Science in the cellar
In the summer holidays of 1923 there was a short stay in Rouen at the house of a Madame Godier. John had been to the Godiers’ once before. Getting solo to France was no mean feat:
Mother left nothing to chance and I was armed with her travel notes which Alan and I always called ‘moral maxims’. We were constantly bidden to chant ‘tickets, money, passport, keys’; many travellers have come to grief for want of this useful piece of advice. Admittedly my brother soon developed his own methods of travel and always tended to pay little attention to mother’s moral maxims. There was one occasion when they were travelling to Switzerland and somewhere en route to Dover mother requested Alan to throw some rubbish out of the window. Thereupon he picked up a bundle comprising tickets, money, passport and keys and made for the window, remarking that he hoped it would not injure any workmen on the line. Mother made a frantic grab and averted disaster by inches.
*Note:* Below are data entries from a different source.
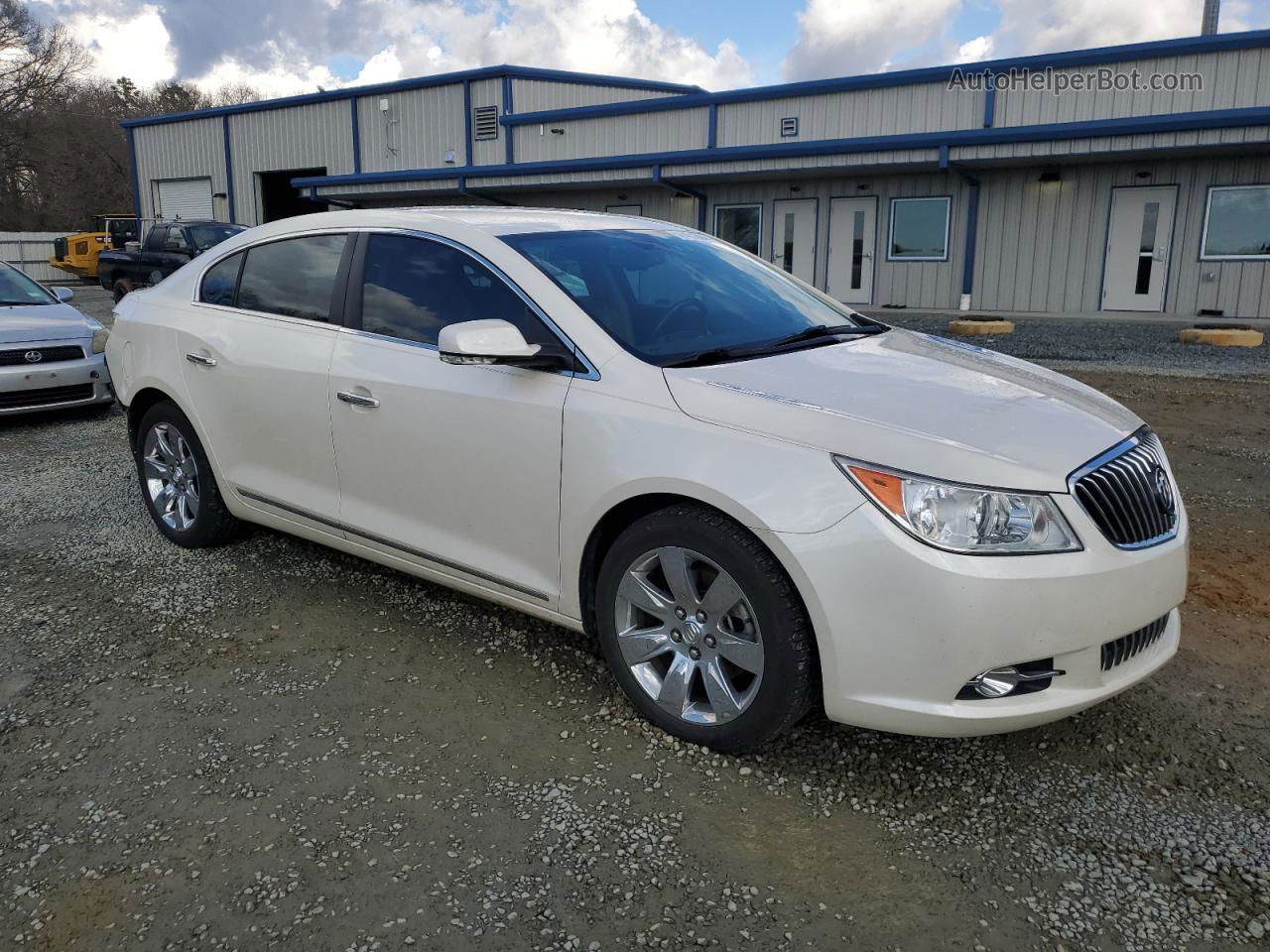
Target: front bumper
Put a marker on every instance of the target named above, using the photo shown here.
(28, 388)
(901, 626)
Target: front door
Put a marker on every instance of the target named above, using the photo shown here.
(1135, 270)
(852, 239)
(255, 352)
(452, 467)
(794, 236)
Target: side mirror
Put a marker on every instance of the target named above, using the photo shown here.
(489, 341)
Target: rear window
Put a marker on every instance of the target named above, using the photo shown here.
(220, 284)
(294, 278)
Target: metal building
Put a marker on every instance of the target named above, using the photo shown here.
(1132, 178)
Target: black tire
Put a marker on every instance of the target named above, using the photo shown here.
(212, 525)
(789, 684)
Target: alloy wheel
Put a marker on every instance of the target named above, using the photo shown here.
(689, 635)
(172, 476)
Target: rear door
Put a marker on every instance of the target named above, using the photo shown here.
(257, 353)
(452, 467)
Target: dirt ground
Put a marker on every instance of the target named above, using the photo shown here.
(272, 744)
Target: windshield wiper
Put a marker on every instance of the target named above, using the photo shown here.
(815, 333)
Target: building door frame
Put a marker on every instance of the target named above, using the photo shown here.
(847, 208)
(801, 236)
(1135, 278)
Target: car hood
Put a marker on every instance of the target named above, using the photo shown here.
(915, 403)
(44, 322)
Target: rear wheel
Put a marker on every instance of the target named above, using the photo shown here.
(177, 481)
(703, 631)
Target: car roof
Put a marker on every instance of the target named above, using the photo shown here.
(485, 218)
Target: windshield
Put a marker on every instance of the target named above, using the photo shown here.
(667, 296)
(203, 236)
(17, 289)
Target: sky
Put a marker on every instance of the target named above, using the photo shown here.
(282, 48)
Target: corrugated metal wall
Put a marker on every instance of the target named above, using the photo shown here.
(873, 112)
(619, 135)
(1042, 245)
(180, 150)
(534, 95)
(420, 126)
(318, 135)
(1229, 80)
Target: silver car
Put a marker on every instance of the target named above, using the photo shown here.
(51, 356)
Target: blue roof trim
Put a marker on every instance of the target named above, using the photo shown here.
(1093, 128)
(905, 77)
(441, 79)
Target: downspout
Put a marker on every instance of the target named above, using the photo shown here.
(971, 235)
(681, 189)
(468, 193)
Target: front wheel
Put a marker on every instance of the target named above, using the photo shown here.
(703, 630)
(177, 481)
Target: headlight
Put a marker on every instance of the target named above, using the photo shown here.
(966, 520)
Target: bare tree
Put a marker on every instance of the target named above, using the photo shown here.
(64, 157)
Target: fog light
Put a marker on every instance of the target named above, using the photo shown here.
(1010, 679)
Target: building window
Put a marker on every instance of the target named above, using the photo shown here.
(485, 122)
(1237, 223)
(740, 225)
(919, 229)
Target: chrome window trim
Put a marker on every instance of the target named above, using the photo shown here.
(592, 372)
(1119, 449)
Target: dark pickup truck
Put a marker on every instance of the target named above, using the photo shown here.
(168, 246)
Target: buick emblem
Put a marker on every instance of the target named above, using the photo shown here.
(1164, 492)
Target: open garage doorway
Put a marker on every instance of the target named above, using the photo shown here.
(281, 199)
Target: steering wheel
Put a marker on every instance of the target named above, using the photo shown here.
(679, 308)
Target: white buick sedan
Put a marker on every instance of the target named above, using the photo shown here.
(757, 499)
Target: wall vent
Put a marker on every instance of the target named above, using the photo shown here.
(485, 122)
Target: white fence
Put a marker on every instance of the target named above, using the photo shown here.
(30, 252)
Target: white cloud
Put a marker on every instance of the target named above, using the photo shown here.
(397, 39)
(126, 42)
(974, 50)
(846, 39)
(1042, 26)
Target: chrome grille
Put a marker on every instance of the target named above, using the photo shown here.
(1129, 494)
(48, 354)
(1134, 643)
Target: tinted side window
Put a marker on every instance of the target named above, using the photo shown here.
(413, 289)
(221, 281)
(293, 277)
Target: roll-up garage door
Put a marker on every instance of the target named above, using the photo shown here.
(183, 198)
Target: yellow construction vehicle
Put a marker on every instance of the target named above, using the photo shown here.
(77, 253)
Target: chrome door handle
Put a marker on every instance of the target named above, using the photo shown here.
(357, 399)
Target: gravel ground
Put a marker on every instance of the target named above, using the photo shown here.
(1124, 347)
(272, 744)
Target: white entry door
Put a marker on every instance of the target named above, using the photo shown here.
(852, 239)
(1137, 259)
(794, 236)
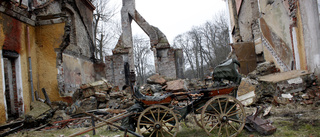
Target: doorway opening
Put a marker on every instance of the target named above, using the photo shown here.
(12, 87)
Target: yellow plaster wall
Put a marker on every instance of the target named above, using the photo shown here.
(26, 92)
(300, 42)
(2, 105)
(49, 37)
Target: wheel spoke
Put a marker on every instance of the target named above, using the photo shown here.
(233, 127)
(220, 105)
(232, 114)
(209, 121)
(213, 127)
(226, 127)
(214, 109)
(231, 108)
(152, 133)
(144, 132)
(169, 126)
(165, 114)
(145, 124)
(225, 108)
(152, 115)
(161, 133)
(169, 120)
(235, 120)
(148, 119)
(158, 114)
(219, 133)
(167, 132)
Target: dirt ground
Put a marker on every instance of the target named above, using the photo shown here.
(290, 120)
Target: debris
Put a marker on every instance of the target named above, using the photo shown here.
(38, 111)
(288, 96)
(60, 115)
(177, 85)
(247, 99)
(156, 79)
(281, 83)
(264, 127)
(263, 69)
(47, 97)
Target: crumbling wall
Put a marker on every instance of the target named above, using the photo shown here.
(247, 16)
(311, 33)
(275, 27)
(76, 72)
(168, 63)
(115, 69)
(13, 37)
(48, 41)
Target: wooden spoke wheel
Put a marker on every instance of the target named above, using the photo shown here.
(223, 115)
(158, 121)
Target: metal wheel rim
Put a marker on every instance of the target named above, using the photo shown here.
(158, 121)
(225, 120)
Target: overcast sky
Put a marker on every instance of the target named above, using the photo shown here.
(174, 17)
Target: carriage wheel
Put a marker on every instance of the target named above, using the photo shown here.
(158, 121)
(223, 115)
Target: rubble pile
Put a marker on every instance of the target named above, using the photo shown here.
(158, 85)
(267, 85)
(99, 95)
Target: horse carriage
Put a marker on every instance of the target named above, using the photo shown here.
(215, 109)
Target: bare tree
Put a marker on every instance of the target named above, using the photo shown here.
(101, 17)
(204, 46)
(142, 54)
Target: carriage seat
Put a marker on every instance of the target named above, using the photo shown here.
(142, 97)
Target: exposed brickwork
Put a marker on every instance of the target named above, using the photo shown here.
(115, 69)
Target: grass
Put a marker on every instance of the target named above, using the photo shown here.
(284, 129)
(288, 125)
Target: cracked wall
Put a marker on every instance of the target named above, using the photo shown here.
(60, 61)
(285, 32)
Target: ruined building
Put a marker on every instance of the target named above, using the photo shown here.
(168, 61)
(44, 44)
(285, 32)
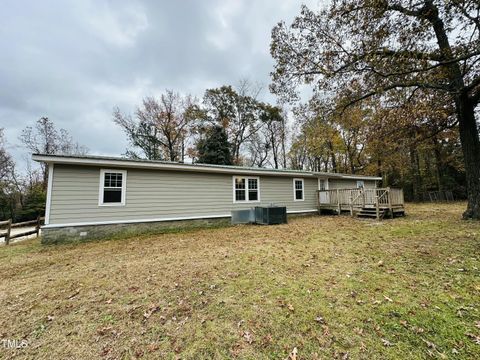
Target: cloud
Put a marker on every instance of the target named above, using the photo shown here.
(75, 61)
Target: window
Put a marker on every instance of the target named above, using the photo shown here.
(298, 189)
(246, 189)
(322, 184)
(112, 187)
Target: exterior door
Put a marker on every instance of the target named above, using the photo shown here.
(324, 195)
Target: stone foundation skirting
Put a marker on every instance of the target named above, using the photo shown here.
(71, 234)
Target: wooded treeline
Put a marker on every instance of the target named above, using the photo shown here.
(23, 193)
(394, 53)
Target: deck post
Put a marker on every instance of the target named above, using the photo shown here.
(7, 235)
(390, 207)
(338, 202)
(37, 227)
(351, 203)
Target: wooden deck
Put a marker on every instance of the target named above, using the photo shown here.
(377, 202)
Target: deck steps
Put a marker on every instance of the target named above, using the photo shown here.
(371, 213)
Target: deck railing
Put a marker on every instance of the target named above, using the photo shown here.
(349, 199)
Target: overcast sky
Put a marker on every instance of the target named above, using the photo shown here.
(74, 61)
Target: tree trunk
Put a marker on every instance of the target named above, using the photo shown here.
(471, 153)
(416, 176)
(438, 163)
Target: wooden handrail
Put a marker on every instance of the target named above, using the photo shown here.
(8, 224)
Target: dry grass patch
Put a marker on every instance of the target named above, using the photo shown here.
(328, 286)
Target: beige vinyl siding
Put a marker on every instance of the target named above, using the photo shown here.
(160, 194)
(348, 183)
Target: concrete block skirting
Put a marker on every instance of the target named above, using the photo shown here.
(71, 234)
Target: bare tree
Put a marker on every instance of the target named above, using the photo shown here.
(387, 45)
(160, 128)
(44, 138)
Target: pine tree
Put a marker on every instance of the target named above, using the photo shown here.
(214, 148)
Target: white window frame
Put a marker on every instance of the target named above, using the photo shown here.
(102, 187)
(247, 200)
(295, 192)
(326, 183)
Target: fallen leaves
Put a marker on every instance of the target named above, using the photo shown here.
(151, 310)
(385, 342)
(293, 354)
(248, 337)
(475, 338)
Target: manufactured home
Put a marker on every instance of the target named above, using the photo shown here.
(92, 196)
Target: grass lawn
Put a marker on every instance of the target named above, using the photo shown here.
(329, 286)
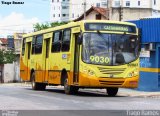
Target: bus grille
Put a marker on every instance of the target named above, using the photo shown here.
(114, 71)
(111, 82)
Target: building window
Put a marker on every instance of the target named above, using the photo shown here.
(154, 2)
(97, 4)
(117, 3)
(64, 7)
(127, 3)
(56, 41)
(139, 3)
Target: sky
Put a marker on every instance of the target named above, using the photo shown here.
(21, 17)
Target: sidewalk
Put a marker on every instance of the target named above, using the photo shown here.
(121, 92)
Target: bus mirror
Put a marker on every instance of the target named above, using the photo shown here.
(79, 41)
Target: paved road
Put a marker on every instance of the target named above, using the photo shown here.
(23, 98)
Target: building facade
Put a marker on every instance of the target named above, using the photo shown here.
(67, 10)
(59, 11)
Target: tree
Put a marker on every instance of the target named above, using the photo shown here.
(7, 56)
(38, 26)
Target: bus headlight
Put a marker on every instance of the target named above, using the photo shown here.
(133, 73)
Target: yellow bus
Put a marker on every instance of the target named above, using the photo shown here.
(85, 54)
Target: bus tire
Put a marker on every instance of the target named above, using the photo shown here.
(112, 91)
(35, 85)
(68, 89)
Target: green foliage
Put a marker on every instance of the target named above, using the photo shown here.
(38, 26)
(7, 56)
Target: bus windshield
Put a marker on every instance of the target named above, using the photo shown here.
(109, 49)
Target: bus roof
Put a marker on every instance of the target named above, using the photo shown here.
(73, 24)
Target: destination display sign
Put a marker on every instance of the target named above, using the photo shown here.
(110, 27)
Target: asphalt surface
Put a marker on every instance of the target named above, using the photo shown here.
(53, 98)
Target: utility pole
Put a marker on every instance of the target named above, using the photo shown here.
(84, 9)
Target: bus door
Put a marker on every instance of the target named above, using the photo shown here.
(28, 59)
(46, 58)
(76, 60)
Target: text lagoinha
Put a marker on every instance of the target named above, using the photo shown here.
(116, 28)
(13, 2)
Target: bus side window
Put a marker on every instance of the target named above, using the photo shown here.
(66, 40)
(38, 45)
(23, 46)
(33, 45)
(56, 41)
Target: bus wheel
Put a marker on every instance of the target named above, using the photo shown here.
(69, 89)
(112, 91)
(35, 85)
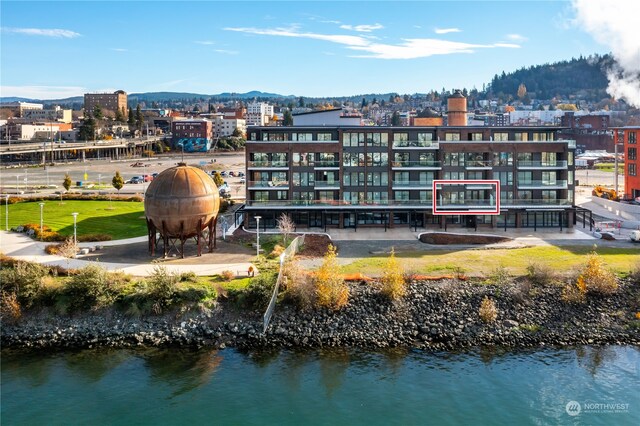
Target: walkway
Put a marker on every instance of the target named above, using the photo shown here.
(20, 246)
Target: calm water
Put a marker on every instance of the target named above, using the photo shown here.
(128, 387)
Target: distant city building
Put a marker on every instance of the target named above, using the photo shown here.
(327, 117)
(54, 114)
(629, 136)
(259, 114)
(109, 102)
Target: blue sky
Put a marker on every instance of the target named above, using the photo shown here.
(57, 49)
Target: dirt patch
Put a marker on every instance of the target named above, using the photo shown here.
(439, 238)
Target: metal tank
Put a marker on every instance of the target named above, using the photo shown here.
(180, 203)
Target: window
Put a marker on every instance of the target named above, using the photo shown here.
(379, 178)
(501, 136)
(504, 159)
(401, 178)
(505, 178)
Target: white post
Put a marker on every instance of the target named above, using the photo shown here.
(75, 221)
(258, 235)
(6, 213)
(41, 220)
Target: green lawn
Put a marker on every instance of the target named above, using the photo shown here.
(482, 262)
(120, 219)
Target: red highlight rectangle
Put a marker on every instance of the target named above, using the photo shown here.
(494, 211)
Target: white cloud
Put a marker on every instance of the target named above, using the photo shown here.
(362, 28)
(45, 32)
(615, 26)
(517, 37)
(42, 92)
(447, 30)
(226, 52)
(408, 49)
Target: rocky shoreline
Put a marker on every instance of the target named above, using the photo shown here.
(433, 315)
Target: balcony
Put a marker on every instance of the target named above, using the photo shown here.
(416, 165)
(411, 184)
(271, 165)
(542, 184)
(542, 165)
(268, 184)
(415, 145)
(479, 165)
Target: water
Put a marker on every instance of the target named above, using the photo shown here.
(351, 387)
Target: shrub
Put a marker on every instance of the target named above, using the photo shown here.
(331, 290)
(540, 274)
(91, 287)
(488, 311)
(596, 278)
(393, 283)
(227, 275)
(162, 287)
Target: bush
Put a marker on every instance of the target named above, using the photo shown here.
(540, 274)
(393, 283)
(596, 278)
(488, 311)
(227, 275)
(91, 287)
(331, 290)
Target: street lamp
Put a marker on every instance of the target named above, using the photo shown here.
(75, 221)
(41, 221)
(258, 235)
(6, 213)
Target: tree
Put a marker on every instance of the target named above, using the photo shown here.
(331, 290)
(286, 226)
(217, 179)
(395, 119)
(97, 112)
(117, 182)
(287, 118)
(131, 120)
(67, 182)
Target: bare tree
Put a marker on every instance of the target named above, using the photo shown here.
(286, 226)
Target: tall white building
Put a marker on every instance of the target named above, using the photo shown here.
(259, 114)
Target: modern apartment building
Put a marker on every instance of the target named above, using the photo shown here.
(352, 176)
(259, 114)
(629, 137)
(109, 102)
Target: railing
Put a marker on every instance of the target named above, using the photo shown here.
(268, 183)
(416, 164)
(541, 164)
(543, 184)
(415, 144)
(268, 164)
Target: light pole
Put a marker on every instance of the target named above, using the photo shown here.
(41, 221)
(75, 222)
(258, 235)
(6, 213)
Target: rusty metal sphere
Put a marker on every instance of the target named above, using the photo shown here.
(181, 201)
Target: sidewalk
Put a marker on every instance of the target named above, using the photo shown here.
(21, 247)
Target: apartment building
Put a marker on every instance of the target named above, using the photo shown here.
(109, 102)
(352, 176)
(629, 137)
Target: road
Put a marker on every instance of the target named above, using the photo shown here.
(100, 172)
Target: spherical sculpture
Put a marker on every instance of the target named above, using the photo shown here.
(180, 203)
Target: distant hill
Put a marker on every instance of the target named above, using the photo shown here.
(583, 77)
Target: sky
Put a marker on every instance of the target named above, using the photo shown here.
(57, 49)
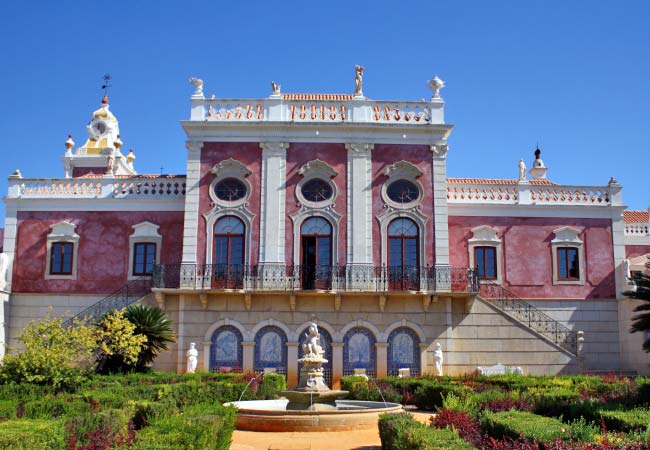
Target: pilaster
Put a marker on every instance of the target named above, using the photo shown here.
(191, 220)
(337, 364)
(272, 211)
(359, 204)
(382, 359)
(440, 211)
(292, 366)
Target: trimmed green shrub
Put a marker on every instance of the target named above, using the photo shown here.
(534, 427)
(32, 435)
(402, 432)
(637, 419)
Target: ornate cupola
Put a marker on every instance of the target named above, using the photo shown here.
(538, 171)
(100, 154)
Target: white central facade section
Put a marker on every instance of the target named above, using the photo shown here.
(272, 235)
(359, 182)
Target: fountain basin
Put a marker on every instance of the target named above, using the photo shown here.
(272, 415)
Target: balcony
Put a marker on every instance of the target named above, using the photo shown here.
(282, 278)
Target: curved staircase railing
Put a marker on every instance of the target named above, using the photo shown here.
(531, 317)
(124, 296)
On the first trip to Rouen John had taken his bicycle, giving rise to a troublesome encounter with the French customs – a contingency not provided for in Mother’s moral maxims. ‘I flatly declined to take my bicycle to Rouen on the second occasion. This was not because I feared another encounter with the customs but because my brother Alan had just learned to ride a bicycle and would have to bring his along as well. I was greatly alarmed at the prospect which opened before me of navigating wobbly Alan through French traffic and over greasy cobblestones.’ John soon realised this was a mistake, since there was now no means of escape with Madame Godier to the countryside, and to make matters worse for him, Madame Godier took a shine
to Alan:
It did make things awkward for I was neatly impaled upon Morton’s fork. If Alan did not wash his ears (and he never did, save under threat), it was my fault for not supervising him; and if by chance he did, ‘comme il est charmant’. But I must give Alan his due and declare that his loyalty to me was unwavering. This in no way helped to soften Madame Godier and much did I deplore my folly in leaving our bikes behind in England.
In 1923 John had asked for a change from the Wards. It had been ten years, more or less, and Ethel agreed, finding a new foster-family for the summer holidays and then on. The destination to which the boys were bound after their three weeks in Rouen was the Hertfordshire vicarage of the Meyers, a Church of England parson and his family, whose house was much more relaxed than the military Baston Lodge.
What was it going to be like? [wrote John.] Had I made a dreadful mistake in urging mother to remove us from the Wards? On arrival I knew it was no mistake. The sun shone upon rose-beds and tennis-court. I was never happier than at the Meyers; even Alan – games-hater and nonconformist that he was – fitted in there. Alan’s stock rose several points when a gipsy revealed to Mrs Meyer at the Church fete that her younger charge was a genius. All credit to her that she half believed it!